Ainda não foram superados, na medida desejável, os obstáculos de natureza sanitária e fitossanitária pendentes sobre as exportações brasileiras de produtos agropecuários. Tendo em vista o acúmulo de prejuízos e a perda de nichos importantes do mercado internacional, funcionários federais e executivos da área privada com atuação no setor estão desenvolvendo um esforço especial no sentido de eliminar os maiores focos de resistência. Na semana passada, em Genebra, técnicos brasileiros participaram de reuniões bilaterais com representantes dos governos da China, Estados Unidos, Canadá, Japão, Coréia do Sul, Malásia, México e Colômbia, entre outros países.
O embaixador brasileiro na Organização Mundial do Comércio (OMC), Roberto Azevedo, revelou aos jornalistas que as questões sanitárias e fitossanitárias assumem um peso preponderante no comércio internacional, pois na maioria dos casos acabam influenciando na redução dos preços ofertados aos produtores. Segundo o embaixador, trata-se, na verdade, de uma “proteção comercial velada” cada vez mais utilizada nas transações entre diferentes países.

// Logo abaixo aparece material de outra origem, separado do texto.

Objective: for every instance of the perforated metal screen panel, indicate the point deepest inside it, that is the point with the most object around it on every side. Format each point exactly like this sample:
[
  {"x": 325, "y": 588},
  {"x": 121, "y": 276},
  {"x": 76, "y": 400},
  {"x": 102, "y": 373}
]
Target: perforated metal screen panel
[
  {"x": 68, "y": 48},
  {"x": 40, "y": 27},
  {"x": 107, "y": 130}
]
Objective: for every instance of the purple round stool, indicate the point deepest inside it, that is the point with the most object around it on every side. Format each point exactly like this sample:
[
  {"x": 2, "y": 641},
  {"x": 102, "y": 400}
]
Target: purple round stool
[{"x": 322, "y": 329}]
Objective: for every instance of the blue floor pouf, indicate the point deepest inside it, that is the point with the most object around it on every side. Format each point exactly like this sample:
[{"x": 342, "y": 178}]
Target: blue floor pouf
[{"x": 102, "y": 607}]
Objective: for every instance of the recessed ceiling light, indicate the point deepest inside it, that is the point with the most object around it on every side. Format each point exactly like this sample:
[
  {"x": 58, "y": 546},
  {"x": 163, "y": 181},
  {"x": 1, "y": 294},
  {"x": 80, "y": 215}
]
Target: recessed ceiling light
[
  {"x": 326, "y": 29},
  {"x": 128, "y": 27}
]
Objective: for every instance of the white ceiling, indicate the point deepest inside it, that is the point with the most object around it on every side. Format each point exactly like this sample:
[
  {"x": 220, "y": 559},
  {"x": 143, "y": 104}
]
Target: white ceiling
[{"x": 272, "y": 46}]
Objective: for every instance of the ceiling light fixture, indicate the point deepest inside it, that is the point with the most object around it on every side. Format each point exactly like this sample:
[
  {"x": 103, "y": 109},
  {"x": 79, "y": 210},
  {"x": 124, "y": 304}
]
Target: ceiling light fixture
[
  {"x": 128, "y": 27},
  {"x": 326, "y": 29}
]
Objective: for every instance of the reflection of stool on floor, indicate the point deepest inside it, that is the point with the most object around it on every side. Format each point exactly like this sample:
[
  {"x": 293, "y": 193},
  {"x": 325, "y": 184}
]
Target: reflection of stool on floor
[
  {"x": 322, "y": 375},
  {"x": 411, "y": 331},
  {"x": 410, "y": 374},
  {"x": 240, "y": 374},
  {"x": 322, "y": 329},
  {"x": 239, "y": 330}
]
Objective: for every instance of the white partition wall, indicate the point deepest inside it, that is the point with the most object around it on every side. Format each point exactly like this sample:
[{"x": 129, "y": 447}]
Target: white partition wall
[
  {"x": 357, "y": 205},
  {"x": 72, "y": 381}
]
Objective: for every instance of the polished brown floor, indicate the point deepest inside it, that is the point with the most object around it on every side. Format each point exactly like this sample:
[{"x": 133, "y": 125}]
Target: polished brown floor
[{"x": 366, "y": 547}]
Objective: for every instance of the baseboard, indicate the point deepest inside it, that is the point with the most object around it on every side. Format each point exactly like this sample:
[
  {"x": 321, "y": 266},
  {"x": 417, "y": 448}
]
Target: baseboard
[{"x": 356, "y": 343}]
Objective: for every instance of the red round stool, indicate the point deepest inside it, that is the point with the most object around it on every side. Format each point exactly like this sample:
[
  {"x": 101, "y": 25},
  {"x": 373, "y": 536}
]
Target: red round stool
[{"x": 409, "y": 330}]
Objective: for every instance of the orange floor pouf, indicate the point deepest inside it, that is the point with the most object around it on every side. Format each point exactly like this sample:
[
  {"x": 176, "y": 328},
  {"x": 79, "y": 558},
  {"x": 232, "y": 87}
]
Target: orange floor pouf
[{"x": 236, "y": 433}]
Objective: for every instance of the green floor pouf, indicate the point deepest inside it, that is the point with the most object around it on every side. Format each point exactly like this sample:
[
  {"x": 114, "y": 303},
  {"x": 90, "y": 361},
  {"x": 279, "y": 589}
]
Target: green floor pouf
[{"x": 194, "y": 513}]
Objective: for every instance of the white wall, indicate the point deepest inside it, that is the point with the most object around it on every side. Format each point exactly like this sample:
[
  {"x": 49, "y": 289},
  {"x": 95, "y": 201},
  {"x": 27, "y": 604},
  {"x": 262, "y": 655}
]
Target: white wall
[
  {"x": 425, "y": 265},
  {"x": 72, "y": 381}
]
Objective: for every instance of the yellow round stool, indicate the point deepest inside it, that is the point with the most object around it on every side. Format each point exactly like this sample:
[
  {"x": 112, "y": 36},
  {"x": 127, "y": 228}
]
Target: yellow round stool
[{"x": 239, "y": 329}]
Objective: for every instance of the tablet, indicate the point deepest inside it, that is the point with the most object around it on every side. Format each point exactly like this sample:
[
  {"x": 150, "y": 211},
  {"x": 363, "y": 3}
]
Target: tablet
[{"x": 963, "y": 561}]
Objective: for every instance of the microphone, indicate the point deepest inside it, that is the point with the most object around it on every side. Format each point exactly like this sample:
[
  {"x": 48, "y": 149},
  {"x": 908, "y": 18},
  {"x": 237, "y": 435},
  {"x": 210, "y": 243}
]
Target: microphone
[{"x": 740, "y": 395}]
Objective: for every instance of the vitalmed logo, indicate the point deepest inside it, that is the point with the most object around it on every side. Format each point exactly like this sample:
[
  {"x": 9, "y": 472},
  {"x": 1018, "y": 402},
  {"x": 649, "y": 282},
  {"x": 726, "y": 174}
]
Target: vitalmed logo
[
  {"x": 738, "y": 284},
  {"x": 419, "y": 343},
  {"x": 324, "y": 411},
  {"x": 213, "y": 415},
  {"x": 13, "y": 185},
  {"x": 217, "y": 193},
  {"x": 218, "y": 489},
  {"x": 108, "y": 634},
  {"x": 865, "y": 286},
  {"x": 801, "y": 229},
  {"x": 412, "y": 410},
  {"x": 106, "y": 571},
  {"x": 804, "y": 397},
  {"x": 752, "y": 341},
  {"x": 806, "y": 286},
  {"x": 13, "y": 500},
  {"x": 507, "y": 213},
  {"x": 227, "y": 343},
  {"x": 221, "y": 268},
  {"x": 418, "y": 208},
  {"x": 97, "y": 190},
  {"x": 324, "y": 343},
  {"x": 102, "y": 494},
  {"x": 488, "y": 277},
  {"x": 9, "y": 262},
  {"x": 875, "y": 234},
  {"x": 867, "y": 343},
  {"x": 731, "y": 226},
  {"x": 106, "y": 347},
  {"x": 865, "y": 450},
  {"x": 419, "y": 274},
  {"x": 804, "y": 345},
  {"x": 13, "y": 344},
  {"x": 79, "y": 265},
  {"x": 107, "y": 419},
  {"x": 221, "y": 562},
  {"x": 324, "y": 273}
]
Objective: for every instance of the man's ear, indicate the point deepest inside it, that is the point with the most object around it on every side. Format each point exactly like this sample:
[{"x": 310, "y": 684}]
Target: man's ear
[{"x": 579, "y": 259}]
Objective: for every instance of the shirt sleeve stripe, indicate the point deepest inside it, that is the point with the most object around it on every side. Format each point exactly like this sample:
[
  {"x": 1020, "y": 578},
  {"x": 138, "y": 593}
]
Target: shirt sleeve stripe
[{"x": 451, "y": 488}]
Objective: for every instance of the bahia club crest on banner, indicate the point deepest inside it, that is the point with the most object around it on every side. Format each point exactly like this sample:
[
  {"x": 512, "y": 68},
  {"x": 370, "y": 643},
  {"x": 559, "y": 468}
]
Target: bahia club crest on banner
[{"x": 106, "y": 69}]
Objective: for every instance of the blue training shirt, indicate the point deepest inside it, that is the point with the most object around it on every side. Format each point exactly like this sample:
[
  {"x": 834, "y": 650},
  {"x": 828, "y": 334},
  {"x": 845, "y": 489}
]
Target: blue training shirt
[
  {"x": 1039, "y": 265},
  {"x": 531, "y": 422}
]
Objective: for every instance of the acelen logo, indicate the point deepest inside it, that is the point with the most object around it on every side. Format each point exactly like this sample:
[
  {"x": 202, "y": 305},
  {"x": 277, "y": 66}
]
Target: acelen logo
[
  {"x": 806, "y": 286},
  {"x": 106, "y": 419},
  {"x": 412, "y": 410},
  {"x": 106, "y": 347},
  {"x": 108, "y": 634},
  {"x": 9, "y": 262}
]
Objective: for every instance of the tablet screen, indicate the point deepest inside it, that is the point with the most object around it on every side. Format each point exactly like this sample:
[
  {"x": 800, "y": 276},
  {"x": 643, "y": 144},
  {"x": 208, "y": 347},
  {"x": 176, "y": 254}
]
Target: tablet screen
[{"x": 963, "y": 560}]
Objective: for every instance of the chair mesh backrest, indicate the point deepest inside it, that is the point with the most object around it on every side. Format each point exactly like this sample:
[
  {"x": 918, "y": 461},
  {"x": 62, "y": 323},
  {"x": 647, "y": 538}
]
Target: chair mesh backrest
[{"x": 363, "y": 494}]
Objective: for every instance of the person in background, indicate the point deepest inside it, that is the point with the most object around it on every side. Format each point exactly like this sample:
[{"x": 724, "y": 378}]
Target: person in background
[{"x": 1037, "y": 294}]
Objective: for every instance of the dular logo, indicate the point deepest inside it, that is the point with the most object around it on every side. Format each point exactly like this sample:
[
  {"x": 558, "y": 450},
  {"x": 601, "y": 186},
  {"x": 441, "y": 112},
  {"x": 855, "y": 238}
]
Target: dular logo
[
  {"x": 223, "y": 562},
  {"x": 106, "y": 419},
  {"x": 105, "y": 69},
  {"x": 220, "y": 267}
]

A melhor explicação encontrada pelo servidor para ilustrar o problema, diz respeito à insistência do México em vetar as importações de carne suína produzida no Brasil, apesar dos “bons ofícios” do presidente do Comitê de Medidas Sanitárias e Fitossanitárias da OMC, no exame da queixa brasileira com relação à atitude mexicana. “Nossa paciência não é infinita e examinaremos o próximo passo a tomar”, advertiu o embaixador.
No entanto, o horizonte começou a desanuviar, pois o governo da China tornou público o compromisso de acelerar o andamento do pleito apresentado pelos negociadores brasileiros visando a liberação das licenças de importação de carne de frango. Em paralelo, o Brasil também está na expectativa da conclusão do relatório da auditoria destinada a decidir a retomada, sem prazos definitivos, da autorização para a compra de carne suína. A meta imediata dos nossos representantes é que o governo do gigante asiático concorde com a elevação do número de estabelecimentos pecuários autorizados a exportar carne bovina para o mercado chinês.
Ainda durante o governo de George W. Bush, os Estados Unidos prometeram abrir o debate sobre uma proposta de regulamentação permitindo a importação de carne suína produzida em Santa Catarina, cujo território foi considerado livre de febre aftosa, peste suína clássica e outras enfermidades animais. Tendo em vista que as autoridades do governo Barack Obama ainda não se pronunciaram sobre o compromisso assumido anteriormente, a delegação brasileira está cobrando uma resposta, de acordo com os parâmetros das negociações bilaterais.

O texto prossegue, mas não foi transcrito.